The SpaceX Falcon 9 rocket with the manned Crew Dragon spacecraft attached takes off from launch pad 39A at the Kennedy Space Center in Cape Canaveral, Florida, on May 30, 2020. (Photo by AFP)

The Russian space agency Roscosmos has criticized US President Donald Trump’s reaction to NASA's launch of two astronauts into space, calling it “hysteria.”

On Saturday, a rocket from private US rocket company SpaceX thundered away from Earth with two NASA astronauts on a historic first private crewed flight into space.

SpaceX launched the two Americans into orbit from Florida en route to the International Space Station (ISS), in a mission that marks the first spaceflight of NASA astronauts from US soil in nine years.

Since NASA’s final space shuttle flight in 2011, the US space agency had to rely on Roscosmos to get to the ISS.

Trump hailed SpaceX’s first crew launch as the dawn of a new era in spaceflight, saying the United States had regained its place as the world's leader in space.

He said US astronauts would soon land on Mars, adding that Washington would soon have "the greatest weapons ever imagined in history."

Vladimir Ustimenko, spokesman for Roscosmos, wrote on Twitter that, "The hysteria raised after the successful launch of the Crew Dragon spacecraft is hard to understand."
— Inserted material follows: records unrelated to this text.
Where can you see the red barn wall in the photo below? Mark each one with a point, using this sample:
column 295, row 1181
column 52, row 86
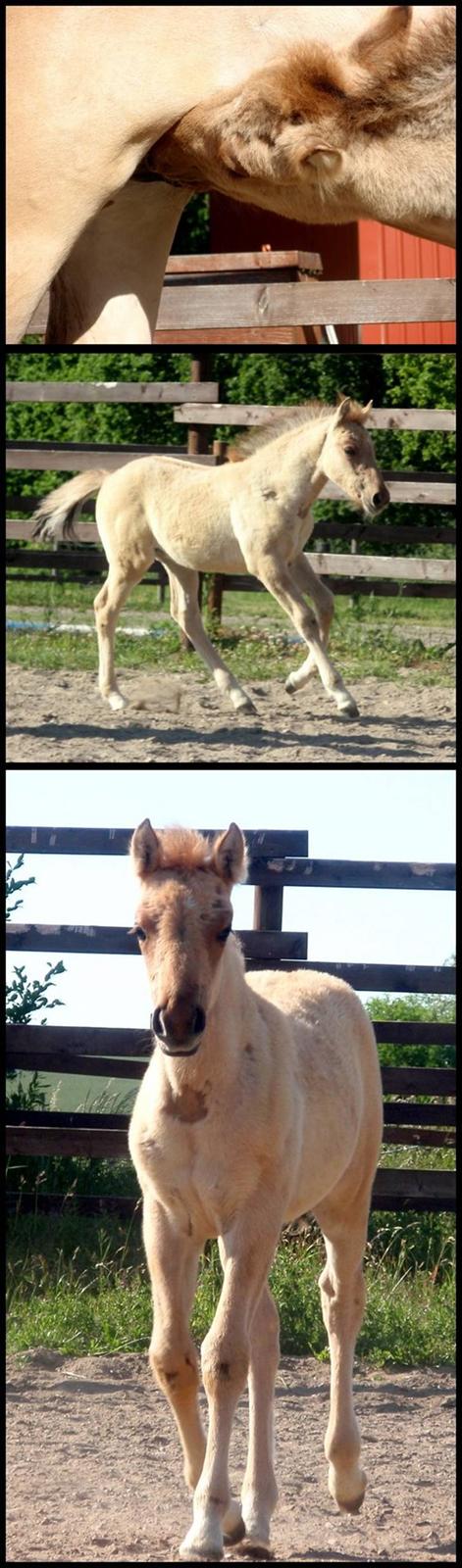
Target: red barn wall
column 390, row 253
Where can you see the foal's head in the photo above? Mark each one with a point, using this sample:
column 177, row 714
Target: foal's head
column 182, row 922
column 347, row 459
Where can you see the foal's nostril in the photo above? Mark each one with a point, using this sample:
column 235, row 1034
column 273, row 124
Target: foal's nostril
column 198, row 1021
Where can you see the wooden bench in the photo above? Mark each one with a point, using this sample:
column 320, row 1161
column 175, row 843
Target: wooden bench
column 279, row 859
column 279, row 297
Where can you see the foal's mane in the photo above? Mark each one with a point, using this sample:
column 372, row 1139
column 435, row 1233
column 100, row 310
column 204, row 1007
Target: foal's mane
column 182, row 851
column 252, row 439
column 414, row 74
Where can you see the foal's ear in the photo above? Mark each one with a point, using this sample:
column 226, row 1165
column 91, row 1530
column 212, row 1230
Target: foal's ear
column 383, row 38
column 145, row 851
column 343, row 412
column 230, row 855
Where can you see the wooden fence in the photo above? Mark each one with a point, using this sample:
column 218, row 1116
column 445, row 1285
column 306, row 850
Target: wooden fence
column 277, row 859
column 280, row 297
column 198, row 410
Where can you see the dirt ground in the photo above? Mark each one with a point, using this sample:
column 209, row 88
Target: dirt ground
column 57, row 718
column 94, row 1470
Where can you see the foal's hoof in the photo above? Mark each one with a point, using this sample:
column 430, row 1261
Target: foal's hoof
column 349, row 1494
column 349, row 708
column 231, row 1537
column 117, row 702
column 244, row 705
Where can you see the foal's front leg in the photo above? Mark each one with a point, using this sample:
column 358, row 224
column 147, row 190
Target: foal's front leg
column 174, row 1266
column 280, row 580
column 247, row 1253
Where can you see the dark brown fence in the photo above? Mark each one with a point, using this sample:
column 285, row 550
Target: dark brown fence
column 277, row 859
column 197, row 407
column 280, row 297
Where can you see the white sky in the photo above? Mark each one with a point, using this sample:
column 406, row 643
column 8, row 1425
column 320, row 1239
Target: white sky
column 349, row 812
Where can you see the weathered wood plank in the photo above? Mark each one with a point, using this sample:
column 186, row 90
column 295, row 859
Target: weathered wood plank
column 437, row 533
column 112, row 940
column 379, row 977
column 110, row 1045
column 248, row 415
column 363, row 977
column 68, row 1062
column 394, row 1113
column 244, row 261
column 269, row 864
column 402, row 568
column 276, row 859
column 112, row 392
column 77, row 562
column 393, row 1189
column 414, row 1189
column 307, row 303
column 75, row 459
column 115, row 841
column 276, row 305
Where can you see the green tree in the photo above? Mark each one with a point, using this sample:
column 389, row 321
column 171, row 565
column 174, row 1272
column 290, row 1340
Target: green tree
column 24, row 1000
column 268, row 376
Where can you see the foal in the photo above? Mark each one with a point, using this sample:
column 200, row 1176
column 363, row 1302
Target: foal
column 252, row 517
column 261, row 1102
"What has happened should have happened long ago. Now it's not only the Russians flying to the ISS, but also the Americans. Well that's wonderful!"

A SpaceX Falcon 9 rocket lifted off from the Kennedy Space Center at 3:22 p.m. EDT (1922 GMT), launching Doug Hurley and Bob Behnken on a 19-hour ride aboard the company’s newly designed Crew Dragon capsule bound for the International Space Station.

Crew Dragon separated from its second stage booster at 3:35 and minutes later entered orbit.

Moscow would not be sitting idly by, Ustimenko said.

"..We are not going to rest on our laurels either. We will test two new rockets this year, and next year we will resume our lunar program. It will be interesting," said Ustimenko.

This comes as Russia had previously expressed concern about the growing militarization of space by the United States and its allies, warning that such hostile measures should be counterbalanced.

The warning came after Washington announced plans to deploy weapons to space.

Russia lambasted Washington’s idea, which could trigger a new era of arms race in space, stressing that the implementation of US military plans in space would inflict irreparable damage upon the current space security system.

Last year, Trump announced the establishment of a new Space Force branch of the military, despite opposition from the Pentagon.

The US claims that both China and Russia have been seeking to militarize space. In a report in 2019, the US Defense Intelligence Agency described the two countries as the “real threats” to “US capabilities” in outer space.

Analysts say the US exaggerates the space military capabilities of Russia and China as a pretext to accelerate its own plans to prepare for space warfare.

Washington is a member of the Outer Space Treaty, which prohibits the deployment of weapons of mass destruction in space and only allows for the use of the moon and other celestial bodies for peaceful purposes.